Rupert Neate in New York and Jill Treanor in London, 20 July 2016

Mark Johnson and a colleague allegedly defrauded clients and ‘manipulated the foreign exchange market to benefit themselves and their bank’

A senior HSBC banker has been arrested by the FBI as he attempted to board a transatlantic flight and charged him with fraudulently rigging a multibillion-dollar currency exchange deal.

Mark Johnson, a British citizen and HSBC’s global head of foreign exchange trading, and a colleague are accused of “defrauding clients” and alleged to have “corruptly manipulated the foreign exchange market to benefit themselves and their bank”.
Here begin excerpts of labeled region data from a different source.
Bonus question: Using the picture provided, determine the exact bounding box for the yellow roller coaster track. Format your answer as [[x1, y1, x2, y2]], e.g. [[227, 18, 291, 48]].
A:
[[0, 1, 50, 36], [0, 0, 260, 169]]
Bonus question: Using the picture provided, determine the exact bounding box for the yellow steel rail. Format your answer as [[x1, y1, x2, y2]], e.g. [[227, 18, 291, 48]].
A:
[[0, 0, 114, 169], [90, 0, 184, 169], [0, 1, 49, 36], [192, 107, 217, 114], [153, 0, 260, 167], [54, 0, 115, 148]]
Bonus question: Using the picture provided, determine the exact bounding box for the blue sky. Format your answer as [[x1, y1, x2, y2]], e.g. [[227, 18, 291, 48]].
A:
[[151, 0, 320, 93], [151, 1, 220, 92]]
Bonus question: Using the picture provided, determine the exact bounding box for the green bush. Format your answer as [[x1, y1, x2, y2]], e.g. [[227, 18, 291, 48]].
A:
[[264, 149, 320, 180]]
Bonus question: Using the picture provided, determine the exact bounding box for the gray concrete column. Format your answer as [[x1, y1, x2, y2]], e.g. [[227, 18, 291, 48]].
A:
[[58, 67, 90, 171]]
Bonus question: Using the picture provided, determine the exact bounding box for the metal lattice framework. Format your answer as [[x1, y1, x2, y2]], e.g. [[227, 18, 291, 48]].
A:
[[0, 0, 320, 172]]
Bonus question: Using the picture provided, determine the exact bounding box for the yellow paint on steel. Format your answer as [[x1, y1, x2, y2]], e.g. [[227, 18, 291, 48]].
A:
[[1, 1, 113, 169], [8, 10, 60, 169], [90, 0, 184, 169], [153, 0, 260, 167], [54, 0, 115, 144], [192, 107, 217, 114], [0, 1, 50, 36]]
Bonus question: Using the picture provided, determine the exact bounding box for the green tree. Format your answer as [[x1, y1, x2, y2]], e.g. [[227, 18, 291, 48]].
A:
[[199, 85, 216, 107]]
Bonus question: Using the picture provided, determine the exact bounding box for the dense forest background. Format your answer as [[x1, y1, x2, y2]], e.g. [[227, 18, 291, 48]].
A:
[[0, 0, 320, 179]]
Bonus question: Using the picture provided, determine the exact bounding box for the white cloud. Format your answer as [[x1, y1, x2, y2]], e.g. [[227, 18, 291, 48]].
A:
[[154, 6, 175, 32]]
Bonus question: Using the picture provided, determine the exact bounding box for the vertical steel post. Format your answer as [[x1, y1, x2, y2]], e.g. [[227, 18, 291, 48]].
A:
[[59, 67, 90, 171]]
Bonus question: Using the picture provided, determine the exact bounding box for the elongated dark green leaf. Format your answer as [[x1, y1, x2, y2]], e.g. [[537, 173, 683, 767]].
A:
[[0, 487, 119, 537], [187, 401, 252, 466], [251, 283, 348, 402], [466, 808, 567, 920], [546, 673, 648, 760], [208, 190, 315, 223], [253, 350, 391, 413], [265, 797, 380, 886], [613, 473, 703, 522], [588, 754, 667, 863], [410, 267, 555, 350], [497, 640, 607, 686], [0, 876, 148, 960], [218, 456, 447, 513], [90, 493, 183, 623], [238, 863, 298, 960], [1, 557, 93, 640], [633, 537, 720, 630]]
He was arrested on Tuesday night shortly before he was due to fly to London from New York’s JFK airport, and was due to be formally charged by a judge at Brooklyn federal court later on Wednesday. He was later released on bail.

A second Briton, Stuart Scott, who was HSBC’s European head of foreign exchange trading in London until December 2014, is accused of the same crimes. A warrant was issued for Scott’s arrest.

They are the first people to be charged in connection with the US government’s long-running investigation into bankers’ alleged rigging of the $5.3tn (£4tn) per day forex market.

“The defendants allegedly betrayed their client’s confidence, and corruptly manipulated the foreign exchange market to benefit themselves and their bank,” said the US assistant attorney general Leslie Caldwell. “This case demonstrates the [US Department of Justice’s] criminal division’s commitment to hold corporate executives, including at the world’s largest and most sophisticated institutions, responsible for their crimes.”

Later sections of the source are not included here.